Zeit, Zuwendung und Qualität
Sonja Kaiser betonte, dass Sprachlosigkeit oft ein großes Problem sei und Pflege weit mehr als reine Versorgung bedeute. Im vergangenen Jahr wurden 205 Patientinnen und Patienten betreut, 132 Frauen und 73 Männer. Insgesamt verzeichnete der Verein 8529 Patientenkontakte in Lauterach. Die meisten Betreuten waren zwischen 80 und 99 Jahre alt. Der Anteil sehr alter Menschen steigt weiter, damit auch der Bedarf an Zeit und sorgfältiger Begleitung. Zum Alltag gehören Körperpflege, Medikamentengabe, Palliative Care und Wundversorgung. Gerade dort zeige sich, wie wichtig Berührung und genaue Beobachtung sind: Atemnot, Wunden oder Kratzspuren werden sichtbar und behandelt. Auch moderne Wundbehandlung ist ein wichtiger Teil der Arbeit, etwa mit dem Kaltplasmagerät „Plasmo Heal“ in der Ambulanz und bei Hausbesuchen.

Neue Pflegerinnen und Autos
Drei neue diplomierte Pflegekräfte wurden im vergangenen Jahr eingestellt. Das Team absolvierte zudem einen Erste-Hilfe-Kurs, Laura Folladori besucht derzeit eine Weiterbildung im Wundmanagement, Marlies Wolfger-Haag wurde in die Pension verabschiedet. Sonja Kaiser dankte ihrem Team, darunter ihrer Stellvertreterin Brigitte Höfle sowie Elisabeth Biedermann, Thomas Lindner, Susanne Wegscheider, Natalie Pruscha, Johanna Hörburger, Mathilde Reif, Ramona Schilder, Lisa Fetz, Marianne Hildebrand und Laura Folladori. Verbessert wurden auch die Rahmenbedingungen: Drei neue E-Krankenpflegeautos konnten in Betrieb genommen werden, vier der sechs Fahrzeuge sind inzwischen elektrisch.

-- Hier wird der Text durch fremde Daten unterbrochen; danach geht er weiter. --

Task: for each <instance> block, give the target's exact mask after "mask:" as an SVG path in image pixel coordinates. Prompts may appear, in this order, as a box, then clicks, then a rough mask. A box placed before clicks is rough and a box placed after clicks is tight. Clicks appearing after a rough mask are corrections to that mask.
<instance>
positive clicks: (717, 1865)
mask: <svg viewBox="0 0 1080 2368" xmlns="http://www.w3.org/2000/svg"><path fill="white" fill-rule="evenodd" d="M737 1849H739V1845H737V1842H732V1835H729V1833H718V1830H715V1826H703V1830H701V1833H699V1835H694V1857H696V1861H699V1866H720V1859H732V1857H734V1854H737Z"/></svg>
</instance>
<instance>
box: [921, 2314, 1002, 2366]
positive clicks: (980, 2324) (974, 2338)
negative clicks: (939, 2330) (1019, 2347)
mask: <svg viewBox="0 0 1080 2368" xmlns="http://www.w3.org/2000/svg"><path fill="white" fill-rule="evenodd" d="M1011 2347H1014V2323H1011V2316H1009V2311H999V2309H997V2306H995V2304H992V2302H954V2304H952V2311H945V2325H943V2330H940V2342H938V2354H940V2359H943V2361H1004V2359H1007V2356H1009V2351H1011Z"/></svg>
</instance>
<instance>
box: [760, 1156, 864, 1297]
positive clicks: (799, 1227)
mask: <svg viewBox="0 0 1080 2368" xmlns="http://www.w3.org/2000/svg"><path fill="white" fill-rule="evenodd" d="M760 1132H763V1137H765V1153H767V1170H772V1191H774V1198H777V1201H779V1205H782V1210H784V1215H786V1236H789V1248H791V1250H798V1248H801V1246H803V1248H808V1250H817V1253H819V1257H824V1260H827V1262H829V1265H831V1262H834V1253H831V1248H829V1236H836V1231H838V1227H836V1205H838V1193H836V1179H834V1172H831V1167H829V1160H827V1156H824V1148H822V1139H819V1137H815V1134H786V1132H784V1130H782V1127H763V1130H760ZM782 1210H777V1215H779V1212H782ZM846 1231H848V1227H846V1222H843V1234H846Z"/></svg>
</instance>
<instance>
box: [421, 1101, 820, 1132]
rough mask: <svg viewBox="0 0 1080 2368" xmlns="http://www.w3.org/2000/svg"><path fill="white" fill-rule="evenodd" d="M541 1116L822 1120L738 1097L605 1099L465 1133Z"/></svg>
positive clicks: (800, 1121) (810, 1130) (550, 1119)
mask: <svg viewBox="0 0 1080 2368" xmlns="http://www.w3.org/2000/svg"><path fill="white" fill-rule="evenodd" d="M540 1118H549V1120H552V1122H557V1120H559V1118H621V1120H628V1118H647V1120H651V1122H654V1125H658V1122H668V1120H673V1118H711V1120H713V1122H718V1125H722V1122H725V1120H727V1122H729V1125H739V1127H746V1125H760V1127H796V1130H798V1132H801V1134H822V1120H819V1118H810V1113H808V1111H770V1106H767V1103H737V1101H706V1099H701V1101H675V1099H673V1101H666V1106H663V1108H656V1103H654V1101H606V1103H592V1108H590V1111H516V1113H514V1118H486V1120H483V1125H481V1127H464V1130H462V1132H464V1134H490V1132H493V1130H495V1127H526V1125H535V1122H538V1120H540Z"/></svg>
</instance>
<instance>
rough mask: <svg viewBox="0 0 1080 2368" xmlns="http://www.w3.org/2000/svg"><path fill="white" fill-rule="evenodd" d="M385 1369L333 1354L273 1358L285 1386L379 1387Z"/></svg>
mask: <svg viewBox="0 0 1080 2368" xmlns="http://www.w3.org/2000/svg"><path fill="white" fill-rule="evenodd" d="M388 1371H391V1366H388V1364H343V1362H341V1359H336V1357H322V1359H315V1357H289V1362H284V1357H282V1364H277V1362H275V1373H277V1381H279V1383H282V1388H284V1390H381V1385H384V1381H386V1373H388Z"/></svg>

Neu ist die ambulante gerontopsychiatrische Pflege, die Ramona Schilder und Natalie Pruscha auch für umliegende Gemeinden leisten. Der KPV Lauterach umfasst 1550 Mitglieder, weitere Solidarmitglieder sind notwendig, um diese wertvolle Arbeit langfristig abzusichern. Gäste waren u.a. Senecura-Hausleiter Emanuel Jori und Pflegedienstleiterin Helena Kussian, Helmut Lenzi vom KPV Rheindelta, Dr. Siegfried Hartmann (Hauskrankenpflege) Bgm. Elmar Rhomberg und Vzebgm Sabine Kassegger. Der Abend endete mit einem Hinweis auf die Veranstaltung “Mir luagand ufanand” (4. Mai, Vereinshaus).